Davalı ... temyiz dilekçesi ile; verilen kararın usul ve yasaya aykırı olduğunu, dava konusu taşınmazın öncesinde ataları tarafından sonrasında da kendileri tarafından kullanıldığını, taşınmazın imar ve ihyasının yıllar önce tamamlandığını, dinlenen mahalli bilirkişi ve tanıkların da bu hususu açıkça beyan ettiklerini, Mahkeme tarafından dava konusu taşınmaza yakın olduğu belirtilen 120 ada 140 parselin mera olduğunun gerekçe yapıldığını, dava konusu parselin bulunduğu alanda yüzlerce ve hatta binlerce parselin şahıslar adına tarla vasfı ile kayıt ve tescil edildiğini, bu taşınmazların emsal kabul edilmediğini, lehlerine değerlendirilmediğini, tek bir parselin aleyhine delil olarak değerlendirildiğini, dava konusu alanda mera sınırlaması olup olmadığı, Komisyon kararı ile mera olup olmadığının incelenmediğini, eksik inceleme ve araştırma yapıldığını belirterek kararın bozulmasını talep etmiştir.

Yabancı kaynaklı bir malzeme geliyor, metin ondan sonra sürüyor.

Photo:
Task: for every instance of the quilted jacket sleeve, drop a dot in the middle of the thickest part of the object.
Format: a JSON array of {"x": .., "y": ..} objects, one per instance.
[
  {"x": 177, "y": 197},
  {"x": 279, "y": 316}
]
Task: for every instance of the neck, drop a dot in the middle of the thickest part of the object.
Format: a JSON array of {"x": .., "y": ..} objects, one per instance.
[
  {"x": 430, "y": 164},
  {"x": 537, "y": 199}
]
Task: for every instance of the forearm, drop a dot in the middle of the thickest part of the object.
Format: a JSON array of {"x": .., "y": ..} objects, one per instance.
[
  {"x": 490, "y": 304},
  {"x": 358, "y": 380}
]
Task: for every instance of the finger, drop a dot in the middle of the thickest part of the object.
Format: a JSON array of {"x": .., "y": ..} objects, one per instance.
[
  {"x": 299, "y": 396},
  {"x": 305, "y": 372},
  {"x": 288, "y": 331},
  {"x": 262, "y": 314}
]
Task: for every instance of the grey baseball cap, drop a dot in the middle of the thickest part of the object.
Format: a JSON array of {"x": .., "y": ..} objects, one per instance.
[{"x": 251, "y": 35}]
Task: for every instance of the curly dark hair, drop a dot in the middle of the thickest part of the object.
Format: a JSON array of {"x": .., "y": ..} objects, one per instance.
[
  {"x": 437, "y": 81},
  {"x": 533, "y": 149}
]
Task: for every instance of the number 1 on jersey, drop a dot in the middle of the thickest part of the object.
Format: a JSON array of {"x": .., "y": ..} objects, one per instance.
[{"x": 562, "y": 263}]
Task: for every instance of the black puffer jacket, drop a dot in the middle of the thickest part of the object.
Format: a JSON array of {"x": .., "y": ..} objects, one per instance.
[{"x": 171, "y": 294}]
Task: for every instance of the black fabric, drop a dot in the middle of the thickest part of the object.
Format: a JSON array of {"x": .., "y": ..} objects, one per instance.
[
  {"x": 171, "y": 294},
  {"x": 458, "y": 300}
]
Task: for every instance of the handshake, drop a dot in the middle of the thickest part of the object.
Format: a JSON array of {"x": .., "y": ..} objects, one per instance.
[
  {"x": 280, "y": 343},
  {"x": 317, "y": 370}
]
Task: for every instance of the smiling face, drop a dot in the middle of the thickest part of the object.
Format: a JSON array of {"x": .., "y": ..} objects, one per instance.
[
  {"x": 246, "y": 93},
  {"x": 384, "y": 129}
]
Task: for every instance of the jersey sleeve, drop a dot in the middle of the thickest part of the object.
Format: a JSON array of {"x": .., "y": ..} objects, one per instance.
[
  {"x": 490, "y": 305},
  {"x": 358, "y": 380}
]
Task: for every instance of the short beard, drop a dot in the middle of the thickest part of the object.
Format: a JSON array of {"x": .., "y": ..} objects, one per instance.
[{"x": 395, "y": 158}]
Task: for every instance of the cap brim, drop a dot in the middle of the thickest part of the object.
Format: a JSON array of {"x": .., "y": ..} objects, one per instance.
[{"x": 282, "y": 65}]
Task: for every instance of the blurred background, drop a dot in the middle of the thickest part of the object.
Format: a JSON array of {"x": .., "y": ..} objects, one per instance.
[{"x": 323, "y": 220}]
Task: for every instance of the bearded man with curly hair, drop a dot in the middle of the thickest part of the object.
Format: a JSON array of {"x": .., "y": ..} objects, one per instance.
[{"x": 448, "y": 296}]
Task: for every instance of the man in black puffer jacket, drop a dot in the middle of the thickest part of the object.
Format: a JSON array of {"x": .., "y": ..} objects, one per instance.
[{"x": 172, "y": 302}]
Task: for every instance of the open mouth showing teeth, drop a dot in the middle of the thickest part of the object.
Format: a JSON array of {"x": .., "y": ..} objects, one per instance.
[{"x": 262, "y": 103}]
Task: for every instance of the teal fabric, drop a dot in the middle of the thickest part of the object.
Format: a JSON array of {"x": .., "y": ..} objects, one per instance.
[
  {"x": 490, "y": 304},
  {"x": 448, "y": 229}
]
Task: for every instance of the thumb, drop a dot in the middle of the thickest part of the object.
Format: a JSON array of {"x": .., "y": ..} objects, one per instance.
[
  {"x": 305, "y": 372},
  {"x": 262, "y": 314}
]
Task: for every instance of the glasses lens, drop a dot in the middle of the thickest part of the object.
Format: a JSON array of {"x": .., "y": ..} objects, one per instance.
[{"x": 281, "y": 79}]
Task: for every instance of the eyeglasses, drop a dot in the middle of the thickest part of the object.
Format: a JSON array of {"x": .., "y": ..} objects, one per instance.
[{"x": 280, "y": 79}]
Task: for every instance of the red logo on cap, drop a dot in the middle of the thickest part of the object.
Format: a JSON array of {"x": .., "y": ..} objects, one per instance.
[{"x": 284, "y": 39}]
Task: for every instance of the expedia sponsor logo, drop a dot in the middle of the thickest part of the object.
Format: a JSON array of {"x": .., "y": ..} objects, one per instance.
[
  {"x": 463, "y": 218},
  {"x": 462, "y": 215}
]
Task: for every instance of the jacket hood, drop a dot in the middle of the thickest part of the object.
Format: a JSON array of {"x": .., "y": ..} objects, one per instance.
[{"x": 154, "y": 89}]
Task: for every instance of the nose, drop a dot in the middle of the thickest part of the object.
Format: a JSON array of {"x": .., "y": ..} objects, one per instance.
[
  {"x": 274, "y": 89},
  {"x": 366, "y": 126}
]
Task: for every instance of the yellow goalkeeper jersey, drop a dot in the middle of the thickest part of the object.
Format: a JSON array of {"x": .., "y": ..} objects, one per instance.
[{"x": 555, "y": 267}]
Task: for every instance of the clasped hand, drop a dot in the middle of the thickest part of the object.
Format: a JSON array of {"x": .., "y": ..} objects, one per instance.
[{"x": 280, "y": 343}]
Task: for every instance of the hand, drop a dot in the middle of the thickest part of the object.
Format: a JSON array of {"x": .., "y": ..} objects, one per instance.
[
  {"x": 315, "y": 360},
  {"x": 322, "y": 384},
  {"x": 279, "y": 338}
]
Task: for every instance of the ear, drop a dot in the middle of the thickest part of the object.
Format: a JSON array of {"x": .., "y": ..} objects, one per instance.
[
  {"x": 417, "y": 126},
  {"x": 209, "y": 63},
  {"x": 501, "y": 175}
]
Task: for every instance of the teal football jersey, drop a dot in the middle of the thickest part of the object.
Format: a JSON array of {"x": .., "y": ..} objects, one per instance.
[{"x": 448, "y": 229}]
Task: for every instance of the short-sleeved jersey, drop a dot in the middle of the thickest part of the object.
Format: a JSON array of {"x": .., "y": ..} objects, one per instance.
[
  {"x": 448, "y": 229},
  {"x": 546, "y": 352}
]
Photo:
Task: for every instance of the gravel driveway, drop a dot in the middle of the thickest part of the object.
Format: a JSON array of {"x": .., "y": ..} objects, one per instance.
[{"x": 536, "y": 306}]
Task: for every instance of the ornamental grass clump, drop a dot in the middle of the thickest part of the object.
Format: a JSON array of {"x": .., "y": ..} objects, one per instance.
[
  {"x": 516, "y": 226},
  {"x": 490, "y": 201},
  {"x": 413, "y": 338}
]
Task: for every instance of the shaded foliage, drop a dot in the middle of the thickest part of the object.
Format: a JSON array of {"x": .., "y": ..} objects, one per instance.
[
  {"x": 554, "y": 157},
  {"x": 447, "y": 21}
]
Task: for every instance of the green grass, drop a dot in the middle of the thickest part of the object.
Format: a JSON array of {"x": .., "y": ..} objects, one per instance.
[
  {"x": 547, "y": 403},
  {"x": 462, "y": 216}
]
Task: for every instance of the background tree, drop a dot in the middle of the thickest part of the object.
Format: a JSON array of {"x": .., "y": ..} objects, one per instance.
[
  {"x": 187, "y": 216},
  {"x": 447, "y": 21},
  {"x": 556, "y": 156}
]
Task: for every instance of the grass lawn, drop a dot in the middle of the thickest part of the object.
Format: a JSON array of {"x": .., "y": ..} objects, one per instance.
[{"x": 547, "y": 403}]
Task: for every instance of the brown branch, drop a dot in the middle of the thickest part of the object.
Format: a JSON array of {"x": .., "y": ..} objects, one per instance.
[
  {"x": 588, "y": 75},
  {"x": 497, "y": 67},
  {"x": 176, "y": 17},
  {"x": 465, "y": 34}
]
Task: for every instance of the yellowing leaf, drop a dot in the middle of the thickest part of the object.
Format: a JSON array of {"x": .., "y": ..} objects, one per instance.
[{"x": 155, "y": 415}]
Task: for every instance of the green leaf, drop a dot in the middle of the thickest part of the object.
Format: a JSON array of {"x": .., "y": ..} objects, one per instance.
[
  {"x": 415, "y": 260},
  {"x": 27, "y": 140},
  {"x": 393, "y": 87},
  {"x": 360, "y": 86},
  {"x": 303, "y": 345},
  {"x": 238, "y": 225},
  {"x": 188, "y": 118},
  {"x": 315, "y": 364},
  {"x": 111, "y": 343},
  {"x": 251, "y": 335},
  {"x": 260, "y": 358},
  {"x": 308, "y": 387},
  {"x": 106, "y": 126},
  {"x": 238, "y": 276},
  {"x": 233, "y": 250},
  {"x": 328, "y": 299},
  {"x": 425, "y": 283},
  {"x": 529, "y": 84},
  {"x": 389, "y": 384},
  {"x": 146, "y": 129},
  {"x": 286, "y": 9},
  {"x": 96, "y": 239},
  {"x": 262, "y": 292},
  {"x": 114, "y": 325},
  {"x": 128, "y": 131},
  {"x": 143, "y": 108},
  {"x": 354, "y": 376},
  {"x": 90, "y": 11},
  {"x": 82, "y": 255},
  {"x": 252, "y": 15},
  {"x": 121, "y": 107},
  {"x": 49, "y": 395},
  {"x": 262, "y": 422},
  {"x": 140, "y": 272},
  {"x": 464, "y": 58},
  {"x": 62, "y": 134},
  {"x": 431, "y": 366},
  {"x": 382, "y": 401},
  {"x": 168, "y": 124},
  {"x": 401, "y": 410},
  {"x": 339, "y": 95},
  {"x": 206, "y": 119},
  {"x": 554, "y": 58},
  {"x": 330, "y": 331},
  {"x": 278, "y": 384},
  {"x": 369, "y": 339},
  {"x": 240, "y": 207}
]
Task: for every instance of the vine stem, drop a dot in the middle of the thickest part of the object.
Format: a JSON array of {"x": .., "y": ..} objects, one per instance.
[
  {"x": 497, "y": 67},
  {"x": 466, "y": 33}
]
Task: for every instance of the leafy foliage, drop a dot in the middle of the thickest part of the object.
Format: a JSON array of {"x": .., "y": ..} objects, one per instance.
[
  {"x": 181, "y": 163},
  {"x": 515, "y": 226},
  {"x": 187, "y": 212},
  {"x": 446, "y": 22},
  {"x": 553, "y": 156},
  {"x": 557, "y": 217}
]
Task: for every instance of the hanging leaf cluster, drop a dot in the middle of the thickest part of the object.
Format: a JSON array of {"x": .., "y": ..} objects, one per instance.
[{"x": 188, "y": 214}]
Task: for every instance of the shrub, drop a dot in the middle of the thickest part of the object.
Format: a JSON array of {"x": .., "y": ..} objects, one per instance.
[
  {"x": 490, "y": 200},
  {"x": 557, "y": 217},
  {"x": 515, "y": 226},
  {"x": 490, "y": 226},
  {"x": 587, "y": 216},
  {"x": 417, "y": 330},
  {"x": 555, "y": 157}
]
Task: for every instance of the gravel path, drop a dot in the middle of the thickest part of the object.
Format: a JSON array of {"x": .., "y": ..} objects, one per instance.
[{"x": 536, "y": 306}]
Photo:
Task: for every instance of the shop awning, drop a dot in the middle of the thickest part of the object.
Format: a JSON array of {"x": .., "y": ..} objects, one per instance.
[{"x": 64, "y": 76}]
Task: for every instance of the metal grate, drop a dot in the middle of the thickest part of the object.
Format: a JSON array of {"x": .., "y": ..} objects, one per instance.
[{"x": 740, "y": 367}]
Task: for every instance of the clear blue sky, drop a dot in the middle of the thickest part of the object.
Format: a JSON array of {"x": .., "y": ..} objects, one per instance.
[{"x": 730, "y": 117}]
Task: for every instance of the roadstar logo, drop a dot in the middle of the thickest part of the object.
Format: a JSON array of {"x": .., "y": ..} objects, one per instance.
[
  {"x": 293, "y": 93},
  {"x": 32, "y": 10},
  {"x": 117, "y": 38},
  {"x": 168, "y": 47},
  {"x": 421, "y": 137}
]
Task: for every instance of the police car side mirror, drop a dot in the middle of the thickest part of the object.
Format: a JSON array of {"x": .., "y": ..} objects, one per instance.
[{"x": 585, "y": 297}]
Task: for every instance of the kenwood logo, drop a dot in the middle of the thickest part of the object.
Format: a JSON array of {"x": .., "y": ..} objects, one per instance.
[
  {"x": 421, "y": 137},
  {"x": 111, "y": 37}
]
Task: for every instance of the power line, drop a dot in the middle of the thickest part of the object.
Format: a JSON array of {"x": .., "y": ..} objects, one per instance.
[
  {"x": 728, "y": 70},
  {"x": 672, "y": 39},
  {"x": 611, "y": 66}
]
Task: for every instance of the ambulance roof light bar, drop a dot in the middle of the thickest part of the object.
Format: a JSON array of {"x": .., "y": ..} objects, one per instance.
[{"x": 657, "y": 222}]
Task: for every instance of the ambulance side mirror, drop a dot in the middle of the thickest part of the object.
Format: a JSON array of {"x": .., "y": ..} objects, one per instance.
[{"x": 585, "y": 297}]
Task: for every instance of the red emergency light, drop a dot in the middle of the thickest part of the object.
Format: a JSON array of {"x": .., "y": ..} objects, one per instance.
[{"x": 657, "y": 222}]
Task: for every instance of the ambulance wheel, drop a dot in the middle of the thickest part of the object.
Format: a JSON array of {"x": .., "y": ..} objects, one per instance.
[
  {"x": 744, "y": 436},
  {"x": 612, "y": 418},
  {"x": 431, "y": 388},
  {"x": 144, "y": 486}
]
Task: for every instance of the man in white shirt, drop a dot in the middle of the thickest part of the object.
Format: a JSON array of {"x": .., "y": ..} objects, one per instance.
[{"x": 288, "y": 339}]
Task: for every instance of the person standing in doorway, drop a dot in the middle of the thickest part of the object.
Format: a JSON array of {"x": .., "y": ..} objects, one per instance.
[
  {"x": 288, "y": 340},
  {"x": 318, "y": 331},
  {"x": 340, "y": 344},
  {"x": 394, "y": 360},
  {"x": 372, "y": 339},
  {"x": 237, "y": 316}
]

B. Değerlendirme ve Gerekçe

Dava, kadastro öncesi nedene dayalı tapu iptali ve tescil istemine ilişkindir.

Dosya içeriğinden; kadastro sonucu Karakocalı köyü çalışma alanında bulunan 120 ada 149 parsel sayılı 1.954,46 metrekare yüz ölçümündeki taşınmazın kazandırıcı zamanaşımı zilyetliği nedeniyle kargir ev ve tarla vasfıyla ölü olduğu belirtilerek ... adına tespit ve tescil edildiği, davacı Hazinenin çekişmeli taşınmazın yaylak vasfıyla kamu orta malı niteliğinde olduğu iddiasına dayanarak eldeki temyize konu davayı açtığı anlaşılmaktadır.

Temyiz olunan nihai kararların bozulması 6100 sayılı HMK'nın geçici 3/2. maddesinin yollamasıyla uygulanması gereken 1086 sayılı HUMK'un 428. maddesinde yer alan sebeplerden birinin varlığı hâlinde mümkündür.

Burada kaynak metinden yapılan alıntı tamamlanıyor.